# STOLEN DECOYS, MOORHEAD



## bearhunter (Jan 30, 2009)

a young boy i know had his decoys stolen out of a cut bean field north of moorhead about 2 miles. the a$$holes took them in the dark. on private land. the kid is crushed. any tips will be appreciated. thanks


----------



## Jmnhunter (Feb 9, 2009)

Karma will catch up to those @$$h*le$!


----------



## xTrMWtRFwLr (Jul 28, 2009)

Man what a shame I feel for ya kid best of luck to you. Hope you guys find the prick that took them. All I can say is what a uke:


----------



## IAMALLARDMAN (Sep 15, 2009)

Im sorry to hear that!! Truly a shame! I know how ya feel, when I was younger had my duck decoys stolen. Hope ya had your name on em, keep an eye out for someone tring to sell them! Best of luck in catching them!!


----------



## mlrusch (Oct 28, 2006)

that is horrible. It doesn't matter that it was a kid, but being that it was a kid, all the worse. Sorry about that unfortunate happening.


----------



## Benjamin10 (Apr 23, 2009)

Tell him to keep his head up, good things happen to good people, and bad things happen to bad people. In the mean time i have a dozen carrylite shell decoys with stakes that i don't use anymore. If you can make it to Grand Forks anytime you can pick them up for him for free... heck i'll even try to meet you half way if you are interested. I know they aren't the best decoys but i hunted over them and shot plenty of geese and you know its just a start... i'd bet money on the fact that other hunters have decoys laying around that they'd be more than happy to give to a fellow hunter, especially a youngster who just had some stolen from him. Let me know what you decide on.


----------



## bearhunter (Jan 30, 2009)

Benjimen10 that my friend is very awesome of you  8) . what else can i say but WOW. i will take you up on that offer and if any others in the area has some extras in the area that would be awesome also. :beer: p.m. me with your phone # and i will contact you. i also donated him 15 mallard decoys. the kid really loves to hunt waterfowl


----------



## cutem' (Oct 10, 2009)

those of u who are giving your extra decs to the youg man are awsome. there needs to more people like you in the world, and less like the [email protected]#$#@@'$ who stole his decoys. it makes me happy to hear that people are still willing to help out a guy in need.


----------



## Bloodyblinddoors (Oct 25, 2006)

I had a bunch of my decoys stolen at a young age as well. One good thing did come out of it though. I learned to pick up the spread after EVERY hunt.
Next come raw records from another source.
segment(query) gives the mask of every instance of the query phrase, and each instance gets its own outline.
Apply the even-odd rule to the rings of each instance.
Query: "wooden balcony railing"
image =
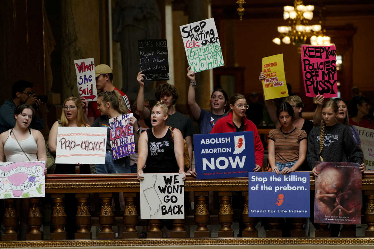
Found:
[[[313,194],[315,178],[311,174],[310,177],[310,194]],[[110,241],[113,243],[110,244],[113,245],[124,245],[123,242],[113,242],[119,240],[114,239],[114,233],[112,229],[114,225],[125,227],[126,229],[122,234],[122,237],[123,239],[132,240],[131,240],[132,242],[130,244],[134,245],[144,245],[148,243],[144,241],[149,241],[149,240],[155,241],[155,239],[163,242],[154,242],[154,245],[201,245],[206,243],[224,244],[226,242],[224,240],[217,240],[223,238],[229,240],[227,241],[231,242],[227,242],[229,244],[234,244],[233,241],[239,244],[261,243],[261,240],[269,239],[258,238],[255,226],[259,220],[248,217],[248,179],[245,178],[197,180],[191,177],[187,177],[185,181],[185,191],[194,192],[194,209],[188,211],[189,213],[188,212],[186,214],[185,219],[174,220],[174,228],[171,233],[171,238],[163,239],[162,233],[160,229],[161,221],[154,219],[145,221],[140,219],[139,200],[137,198],[137,194],[140,191],[140,184],[136,178],[135,174],[47,175],[46,180],[46,193],[47,194],[50,195],[52,200],[51,219],[52,229],[50,234],[52,240],[43,240],[42,233],[40,230],[43,224],[42,211],[43,206],[42,204],[43,202],[43,198],[29,199],[30,205],[28,223],[30,230],[27,234],[26,241],[22,242],[17,241],[18,222],[15,210],[16,200],[15,199],[4,199],[5,212],[3,224],[6,231],[1,236],[2,241],[0,242],[0,247],[17,247],[22,245],[25,247],[49,246],[52,246],[50,245],[56,245],[53,244],[52,240],[70,242],[68,243],[61,242],[62,243],[61,245],[66,246],[77,246],[78,245],[98,245],[99,244],[97,243],[95,244],[88,242],[92,241],[89,240],[92,239],[90,229],[92,226],[101,227],[101,230],[98,234],[99,239],[107,240],[105,241],[107,242],[108,241],[107,240],[111,240]],[[341,231],[340,237],[341,239],[344,237],[351,238],[349,241],[352,243],[373,244],[374,243],[374,239],[370,238],[374,237],[374,171],[368,171],[364,172],[363,176],[362,189],[364,193],[362,212],[364,217],[362,219],[362,223],[368,225],[367,228],[365,231],[365,237],[353,239],[356,236],[355,225],[344,226]],[[209,208],[209,192],[214,192],[216,197],[218,196],[219,199],[219,202],[216,203],[217,208],[215,210],[214,208]],[[236,202],[236,208],[233,209],[232,203],[233,192],[239,192],[242,196],[241,199],[243,200],[239,203],[240,208],[237,208],[238,205]],[[112,210],[112,199],[114,193],[119,192],[123,193],[125,204],[124,211],[119,216],[117,211]],[[235,194],[237,195],[237,193],[235,192]],[[75,194],[77,203],[75,222],[78,230],[75,233],[76,240],[65,240],[67,239],[67,235],[64,228],[66,225],[67,219],[65,211],[64,198],[65,194],[71,193]],[[96,196],[99,198],[99,201],[93,199],[92,196],[90,198],[91,193],[97,193]],[[99,208],[95,209],[94,211],[92,211],[92,207],[94,204],[92,203],[93,202],[96,202],[96,205],[99,206]],[[187,203],[186,204],[185,206],[188,205]],[[212,204],[214,205],[214,203]],[[212,203],[210,205],[211,206]],[[305,220],[305,219],[301,218],[294,218],[292,220],[293,227],[291,228],[291,237],[286,239],[281,238],[282,228],[280,227],[279,219],[269,219],[269,228],[266,231],[267,237],[276,237],[277,240],[273,242],[269,242],[270,241],[268,240],[267,243],[282,243],[282,241],[286,244],[322,243],[321,240],[313,240],[316,239],[306,237],[305,230],[303,228],[303,224]],[[232,225],[233,222],[239,221],[244,224],[242,229],[243,238],[234,239],[234,231],[232,228]],[[218,238],[211,237],[211,231],[207,227],[209,224],[220,225],[221,228],[218,233]],[[138,232],[136,229],[136,226],[147,224],[150,226],[147,234],[147,239],[138,239]],[[191,233],[194,235],[194,239],[181,239],[189,237],[189,234],[187,234],[185,229],[185,225],[197,226],[194,232]],[[316,224],[316,237],[323,237],[325,240],[330,239],[328,238],[329,231],[328,230],[327,224]],[[303,242],[300,242],[302,240],[300,240],[302,239],[302,237],[304,237],[302,239],[302,240]],[[230,239],[230,238],[232,239]],[[199,240],[198,238],[205,239],[201,239],[203,240]],[[178,239],[175,240],[177,239]],[[85,242],[83,243],[82,242],[83,240],[84,240]],[[31,243],[27,242],[29,241],[38,241],[38,242],[37,243],[36,242]],[[9,242],[5,242],[6,241]],[[48,243],[45,243],[48,241],[50,242],[48,242],[50,245]],[[74,241],[80,242],[79,243],[74,244],[72,242]],[[141,243],[140,241],[143,241],[143,244],[141,243]],[[196,242],[197,241],[200,242]],[[203,243],[201,241],[205,242]],[[328,240],[324,241],[326,242]],[[337,241],[335,241],[334,243],[336,243]],[[43,244],[43,243],[45,244]],[[108,245],[110,245],[110,244]],[[104,243],[99,245],[104,245],[106,244]]]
I too came upon some decoys that were givin to me recently. Let me know if the boy needs some more free deeks. As long as he promises me he wont leave them out to be stolen again he can have them :lol:

They're honker shell decoy's. What kinda decoy's did he have stolen?


----------



## bearhunter (Jan 30, 2009)

bloody and benjimen. you 2 are awesome. :beer: the boy got more decoys so he's good to go. please consider giving them to another youth. this was on there own land that they got stolen. :evil: a big thumbs up to you 2 guys :bowdown:


----------



## Kelly Hannan (Jan 9, 2007)

trail cams, then you will have pics.

If you catch them, tie them to the bumper of your car and drag them around thru the decoys. Then leave em lay for the buzzards to pick at


----------



## sodakfop (May 23, 2007)

have him check craigs list regularly, it seems to be a hotbed for unloading stolen stuff. Very little tracking and listing disappears if sold.


----------



## bearhunter (Jan 30, 2009)

they may have found the thieve's.  i hope to find out more soon


----------



## bearhunter (Jan 30, 2009)

they have caught the bung wipes  i'll leave the names out untill there is closure. the dekes were found stashed in one of the thieves fathers house. i hope they lose their hunting license'e for along time.


----------



## sodakhunter13 (Feb 2, 2007)

Did they catch them trying to sell them or what?


----------



## take'em down (Jan 8, 2009)

Good News :thumb:


----------



## bigbear13 (Sep 16, 2009)

That's great!! Can't wait to hear the details! Hope they go to jail for a while


----------



## MN goose killa (Sep 19, 2008)

I hope they get ripped a new one in court


----------